We did not suffer in any tangible way from the blackout, apart from losing some of the contents of our fridge and feeling anxious because nobody knew for sure when power would be restored. Yet it did feel like we had been transported against our will into a different sort of world, a world before the age of telecommunications.
For much of the day, we were completely “off the grid”: no working phones, no access to the internet, no digital communication whatsoever. The only communication we had was literally what we could pick up from the car radio, and what we could say to our neighbours in viva voce.
After several hours of “radio silence,” I decided enough was enough: I would take a roadtrip across Pamplona in search of a viable data signal.

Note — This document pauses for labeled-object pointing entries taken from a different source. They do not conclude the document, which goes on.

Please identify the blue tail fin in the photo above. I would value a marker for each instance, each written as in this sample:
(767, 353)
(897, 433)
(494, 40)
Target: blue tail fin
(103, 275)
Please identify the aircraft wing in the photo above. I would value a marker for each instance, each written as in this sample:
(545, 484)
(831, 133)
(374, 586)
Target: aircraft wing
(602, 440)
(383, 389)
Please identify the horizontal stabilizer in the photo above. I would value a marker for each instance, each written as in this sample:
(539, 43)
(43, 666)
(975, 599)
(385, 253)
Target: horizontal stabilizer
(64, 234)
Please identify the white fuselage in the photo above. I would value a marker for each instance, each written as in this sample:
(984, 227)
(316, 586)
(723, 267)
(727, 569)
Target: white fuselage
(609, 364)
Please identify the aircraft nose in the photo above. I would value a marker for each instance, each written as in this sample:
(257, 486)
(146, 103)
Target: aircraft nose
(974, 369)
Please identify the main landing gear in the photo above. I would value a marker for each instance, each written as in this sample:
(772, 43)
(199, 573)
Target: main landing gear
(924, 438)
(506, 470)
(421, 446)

I wanted to know when power would be restored and frankly, I wanted to feel less cut off from the world. So I drove into the city centre - thankfully with minimal traffic - and circled around the town, peeking down occasionally at my phone to see if I could capture a data signal. But the digital silence covered the whole town, like a giant umbrella.
I returned home to find my wife reading a book instead of watching a TV series or checking messages on her phone. I think that was when it hit me: living “off the grid” for so many hours had instilled in me a vague sense of disquiet and a loss of control, but also a sense of profound relief: I, along with the rest of the Iberian peninsula, had been given an opportunity to live completely immersed in our physical environment, “unplugged” from the web and from WhatsApp and from email.

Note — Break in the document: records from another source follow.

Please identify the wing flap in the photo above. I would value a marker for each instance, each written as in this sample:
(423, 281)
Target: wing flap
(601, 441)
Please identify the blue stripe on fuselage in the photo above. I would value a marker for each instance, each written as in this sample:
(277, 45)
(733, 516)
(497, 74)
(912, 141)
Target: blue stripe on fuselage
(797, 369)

Of course it was unnerving, because it was an unchosen silence. But it also felt strangely liberating to know that just for a few hours, “communication” just meant a smile or a conversation with the person beside you, or imbibing the ideas of a distant author in the pages of a book. For just a few hours, everything felt especially real and immediate, and for that very reason, something that cried out to be attended to and accepted for what it was.
For just a few hours, there was no “digital escape” in a WhatsApp chat group, or a funny video, or a Netflix series, or email. For just a few hours, reality stared at me quietly, and I stared back, a little startled. I knew instinctively that this sort of “radio silence” was food for my soul, and that I did not want to go back to a world permeated by “smartphones” that never sleep.